The festival has been around for over 1800 years, and is a traditional practice that has been established as intangible cultural property.
The morning of the festival the participants shout "Hattou, Yogozaruka" and start carrying the Mikoshi (sacred palanquin) from the Yabu Shrine all the way to the Itsuki Shrine. The route is 40 km and the mikoshi weighs around 150 kg, but to the spectators the mikoshi looks quite light, and almost as if the participants are running which is why the festival is called Ohashiri Matsuri, ohashiri meaning running.
Today the entire route is no longer ran, and mid-way the mikoshi is carried by car. The mikoshi which leaves from the Yabu Shrine goes to the Itsukishima Shrine in Mitani of Yabu and meets with the mikoshi from Itsuki Shrine.
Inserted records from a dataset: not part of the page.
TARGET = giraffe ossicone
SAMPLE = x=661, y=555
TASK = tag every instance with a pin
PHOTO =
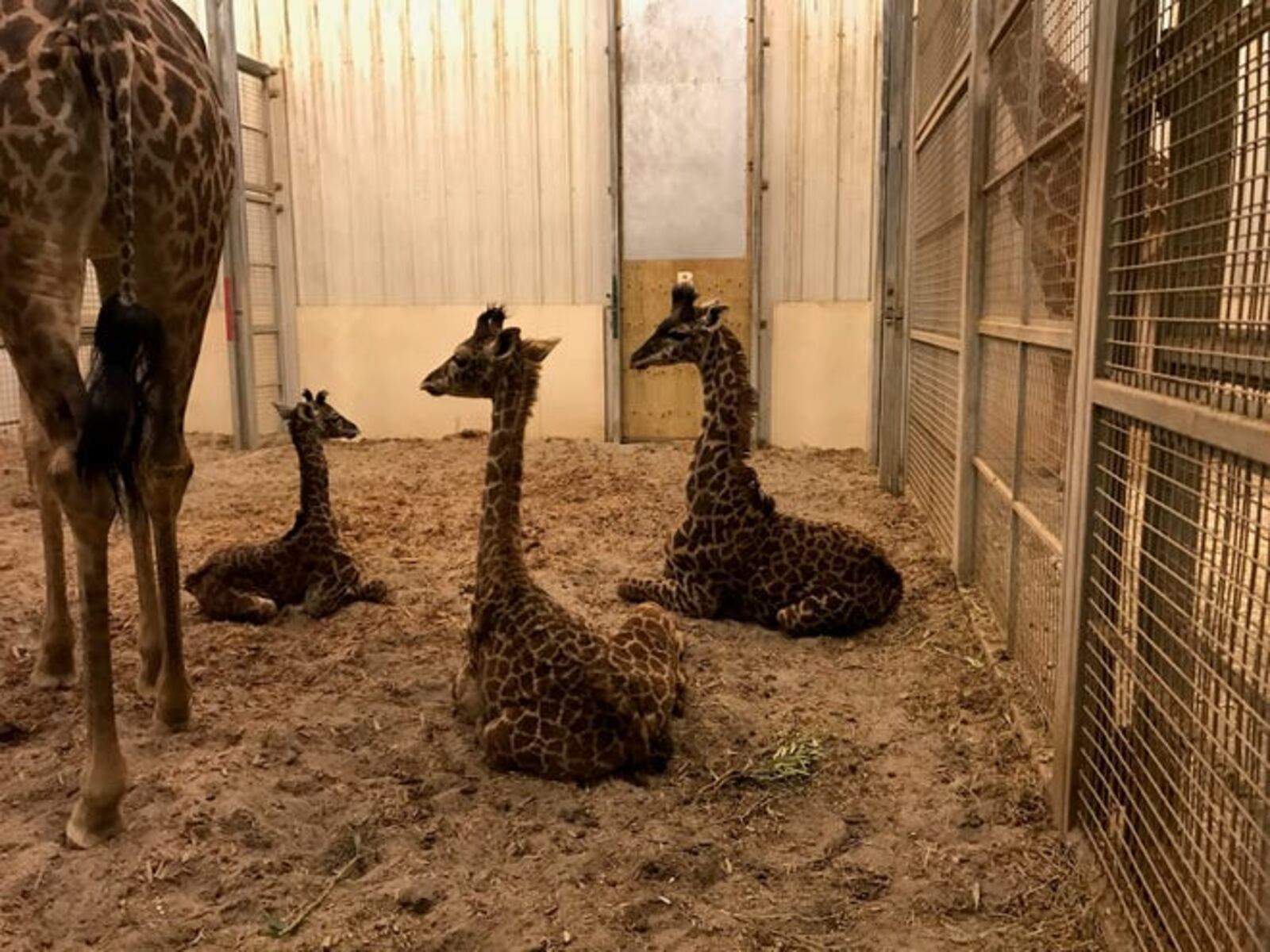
x=736, y=555
x=548, y=695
One night is then spent at the Yabu-cho building and the next morning will be spent getting to the Itsuki Shrine. The two mikoshi then spend time mingling until they finally return to their respective shrines.
In the present day it is celebrated as a spring festival, but the ritual was originally practiced in December on sheep day, and the return back was usually the following day. From a long time ago, it has been said that the shrine runs like a sheep, but returns like a monkey. In the lunar month due to the severe cold, it became difficult to cross the rivers and in 1877 it became the festival of Ikeyama no Benten (presently Itsukushima Shrine). In the past the path from Yabu Shrine to Itsuki Shrine used to include Mt. Miharaisan and is said to have been a very rigorous path.